The Last Brexit Post (Thank God)
‘Brexit Uncertainty’ is the buzz-phrase of the new decade
There’ll be no Brexit posts on the site after today because it’s too divisive a subject and it’s not my job to judge how people choose to protest. Yesterday the knock-on effect of the UK’s decision to dump its largest trading partner showed itself when I attended a wedding breakfast. The guests were a cosmopolitan mix, the groom Muslim, the bride Jewish-Japanese, friends and relatives hailing from Thailand, America, Australia, the UK and Europe. All reside in the UK, and have already been affected in life-changing ways.

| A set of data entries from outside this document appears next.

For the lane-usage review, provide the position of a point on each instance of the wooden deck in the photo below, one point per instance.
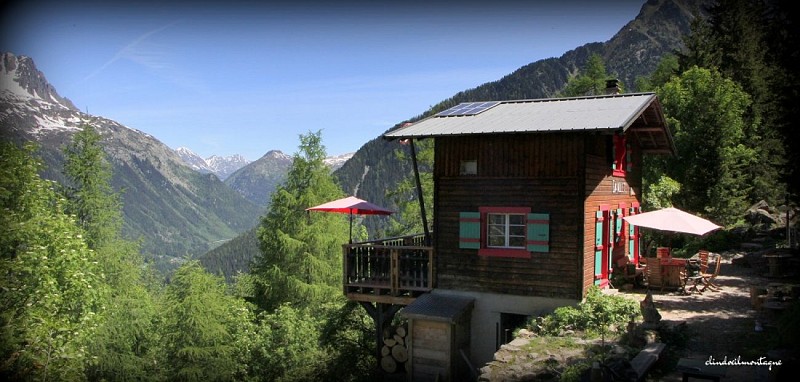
(393, 271)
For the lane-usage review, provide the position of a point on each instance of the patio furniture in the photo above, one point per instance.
(674, 272)
(703, 256)
(708, 278)
(654, 274)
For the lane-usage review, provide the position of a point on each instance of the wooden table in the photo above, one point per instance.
(672, 269)
(697, 368)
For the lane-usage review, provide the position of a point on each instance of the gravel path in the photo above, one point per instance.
(722, 322)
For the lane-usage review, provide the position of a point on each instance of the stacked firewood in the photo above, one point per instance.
(394, 354)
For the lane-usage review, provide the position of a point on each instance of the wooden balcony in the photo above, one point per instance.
(391, 271)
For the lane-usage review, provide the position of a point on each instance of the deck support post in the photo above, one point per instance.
(419, 193)
(382, 315)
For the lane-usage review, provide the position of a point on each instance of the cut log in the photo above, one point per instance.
(388, 364)
(399, 353)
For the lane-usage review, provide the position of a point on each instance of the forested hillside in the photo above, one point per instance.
(175, 211)
(78, 301)
(376, 170)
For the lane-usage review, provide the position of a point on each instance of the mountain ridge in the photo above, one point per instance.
(374, 169)
(175, 211)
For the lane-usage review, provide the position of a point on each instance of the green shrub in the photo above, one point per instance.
(597, 313)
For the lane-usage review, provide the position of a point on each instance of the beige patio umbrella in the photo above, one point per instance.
(673, 220)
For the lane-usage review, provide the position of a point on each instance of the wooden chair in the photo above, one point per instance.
(708, 278)
(654, 274)
(703, 255)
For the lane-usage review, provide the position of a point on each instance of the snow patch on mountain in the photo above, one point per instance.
(220, 166)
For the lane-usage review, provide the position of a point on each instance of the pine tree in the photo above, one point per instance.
(707, 114)
(205, 331)
(591, 81)
(125, 344)
(301, 252)
(92, 199)
(52, 292)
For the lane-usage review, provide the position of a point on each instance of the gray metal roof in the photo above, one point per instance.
(438, 307)
(610, 112)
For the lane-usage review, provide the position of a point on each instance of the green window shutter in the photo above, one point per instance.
(469, 230)
(539, 232)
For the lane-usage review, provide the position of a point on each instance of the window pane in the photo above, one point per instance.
(497, 241)
(517, 231)
(496, 219)
(516, 241)
(516, 219)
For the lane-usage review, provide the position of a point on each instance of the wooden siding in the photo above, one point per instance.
(536, 171)
(599, 191)
(510, 155)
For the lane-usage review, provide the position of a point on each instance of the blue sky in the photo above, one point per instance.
(246, 77)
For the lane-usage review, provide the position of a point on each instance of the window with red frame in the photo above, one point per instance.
(504, 231)
(620, 156)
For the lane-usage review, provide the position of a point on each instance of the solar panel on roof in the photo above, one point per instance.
(467, 108)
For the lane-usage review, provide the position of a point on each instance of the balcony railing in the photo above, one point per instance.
(394, 270)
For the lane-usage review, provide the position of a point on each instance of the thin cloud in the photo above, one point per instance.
(134, 52)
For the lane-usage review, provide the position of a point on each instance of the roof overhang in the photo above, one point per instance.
(637, 113)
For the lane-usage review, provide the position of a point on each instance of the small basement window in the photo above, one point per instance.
(469, 167)
(505, 230)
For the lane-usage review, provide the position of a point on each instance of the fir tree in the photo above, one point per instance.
(301, 253)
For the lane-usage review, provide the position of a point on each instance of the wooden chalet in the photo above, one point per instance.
(529, 197)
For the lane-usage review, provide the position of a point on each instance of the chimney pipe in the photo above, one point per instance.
(612, 86)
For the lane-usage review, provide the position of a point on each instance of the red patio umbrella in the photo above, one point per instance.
(353, 206)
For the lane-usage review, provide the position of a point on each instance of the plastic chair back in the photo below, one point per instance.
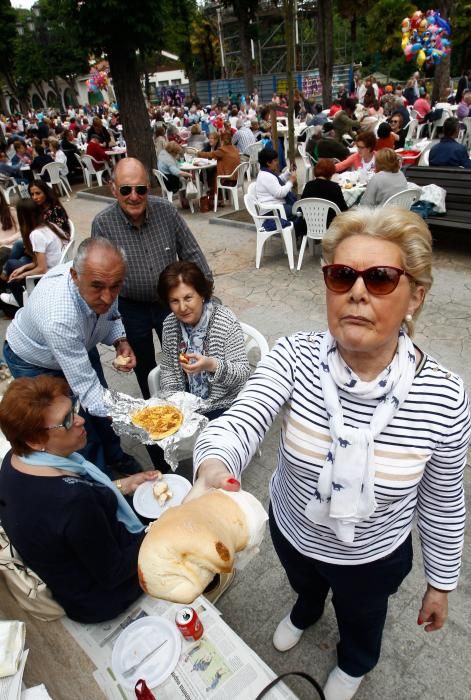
(404, 199)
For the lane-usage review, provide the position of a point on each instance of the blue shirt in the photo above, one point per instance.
(56, 330)
(449, 152)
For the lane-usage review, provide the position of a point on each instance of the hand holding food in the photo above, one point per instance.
(192, 542)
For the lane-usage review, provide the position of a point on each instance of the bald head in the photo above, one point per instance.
(130, 174)
(98, 272)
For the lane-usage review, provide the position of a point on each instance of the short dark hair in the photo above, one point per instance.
(384, 129)
(324, 168)
(349, 103)
(450, 127)
(23, 407)
(267, 155)
(187, 272)
(368, 138)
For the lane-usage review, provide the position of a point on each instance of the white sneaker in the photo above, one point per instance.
(341, 686)
(8, 299)
(286, 635)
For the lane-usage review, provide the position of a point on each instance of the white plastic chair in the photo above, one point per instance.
(438, 123)
(253, 340)
(286, 233)
(9, 185)
(91, 172)
(66, 256)
(424, 156)
(413, 129)
(237, 174)
(308, 162)
(56, 178)
(84, 170)
(315, 211)
(162, 180)
(404, 199)
(252, 151)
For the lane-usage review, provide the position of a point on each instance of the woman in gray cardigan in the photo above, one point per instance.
(203, 348)
(388, 180)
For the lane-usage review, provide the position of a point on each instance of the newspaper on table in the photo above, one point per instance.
(218, 666)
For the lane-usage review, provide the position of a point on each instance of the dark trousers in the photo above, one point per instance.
(103, 445)
(140, 318)
(360, 595)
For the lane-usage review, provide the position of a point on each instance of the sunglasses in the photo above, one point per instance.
(125, 190)
(68, 421)
(379, 280)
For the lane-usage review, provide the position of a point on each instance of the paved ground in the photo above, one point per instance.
(413, 664)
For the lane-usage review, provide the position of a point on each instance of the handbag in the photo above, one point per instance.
(191, 190)
(306, 676)
(29, 591)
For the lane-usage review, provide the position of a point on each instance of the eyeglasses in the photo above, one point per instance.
(68, 421)
(125, 190)
(379, 280)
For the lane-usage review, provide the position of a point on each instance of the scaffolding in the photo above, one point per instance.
(269, 46)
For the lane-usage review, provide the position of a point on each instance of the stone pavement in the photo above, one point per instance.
(413, 664)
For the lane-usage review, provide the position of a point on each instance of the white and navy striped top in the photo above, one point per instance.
(420, 457)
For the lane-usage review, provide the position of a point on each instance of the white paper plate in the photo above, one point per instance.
(137, 640)
(145, 502)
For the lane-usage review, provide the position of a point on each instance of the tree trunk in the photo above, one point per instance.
(132, 106)
(441, 81)
(290, 47)
(325, 38)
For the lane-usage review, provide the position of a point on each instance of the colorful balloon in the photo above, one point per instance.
(425, 36)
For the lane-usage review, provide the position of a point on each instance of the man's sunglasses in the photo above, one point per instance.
(379, 280)
(68, 421)
(125, 190)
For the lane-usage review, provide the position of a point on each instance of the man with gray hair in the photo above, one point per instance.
(74, 307)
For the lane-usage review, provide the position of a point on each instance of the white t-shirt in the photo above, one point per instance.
(43, 240)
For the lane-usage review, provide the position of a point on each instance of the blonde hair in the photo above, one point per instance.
(387, 160)
(173, 148)
(400, 226)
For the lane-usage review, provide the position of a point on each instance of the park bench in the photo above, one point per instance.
(457, 183)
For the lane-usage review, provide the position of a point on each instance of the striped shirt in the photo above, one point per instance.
(149, 248)
(57, 329)
(420, 457)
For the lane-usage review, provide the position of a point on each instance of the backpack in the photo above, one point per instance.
(29, 591)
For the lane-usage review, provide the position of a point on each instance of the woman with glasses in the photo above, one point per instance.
(364, 159)
(70, 523)
(374, 435)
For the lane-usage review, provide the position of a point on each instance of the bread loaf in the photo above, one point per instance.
(189, 544)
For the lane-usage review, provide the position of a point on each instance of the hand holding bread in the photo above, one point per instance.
(189, 544)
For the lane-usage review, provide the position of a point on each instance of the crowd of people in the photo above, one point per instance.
(357, 460)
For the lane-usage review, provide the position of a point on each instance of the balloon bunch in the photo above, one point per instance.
(425, 36)
(98, 81)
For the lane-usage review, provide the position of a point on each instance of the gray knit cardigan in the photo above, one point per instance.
(224, 341)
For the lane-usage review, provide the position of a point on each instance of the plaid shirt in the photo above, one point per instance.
(162, 238)
(56, 329)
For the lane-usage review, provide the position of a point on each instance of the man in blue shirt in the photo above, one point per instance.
(74, 307)
(449, 152)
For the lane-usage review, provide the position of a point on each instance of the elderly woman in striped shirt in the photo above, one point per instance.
(375, 433)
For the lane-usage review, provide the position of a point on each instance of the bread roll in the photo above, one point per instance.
(189, 544)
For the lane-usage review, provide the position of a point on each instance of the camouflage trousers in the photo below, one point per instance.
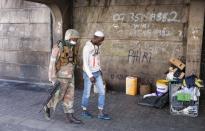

One change came from our high street, where an award-winning restaurateur has been forced to raise his prices because the cost of ingredients is sharply climbing as his suppliers relocate to Europe. He fears that diners will not pay the increases, but he won’t survive if they don’t. Another guest works for a company shifting its London office to Holland this spring, so she’s being made redundant. Others are taking up European residence before the end of the year to avoid similar problems. I’m sure the pattern is being repeated across the country, but here it feels hyper-condensed and happening fast.
Mortgages, loans, retirement plans, property sales and travel have all been directly affected by ‘Brexit Uncertainty’ – a euphemism companies often cynically use to cover cutbacks and re-organisation. It’s the buzz-phrase that can be used to hike prices, cost-cut and downsize.
This shakeout is now well underway. Our own personal plans have been radically curtailed in the last two months, so the challenge is to develop alternatives. Friends running companies in the arts and entertainment industries are paralysed until clear guidelines are announced; many won’t survive. How do you plan when there are no rules in place for your trading plans?
As late as the end of 2015, only 1% of UK voters even thought the EU was an issue, before it was turned into a protest vote against the longest period of austerity in our history. Now it’s time to rebuild friendships and find ways of conducting business positively. First we must remove labels like ‘Remain’ and ‘Leave’, and concentrate on a new challenge – getting rid of another divisive term – ‘Brexit Uncertainty’.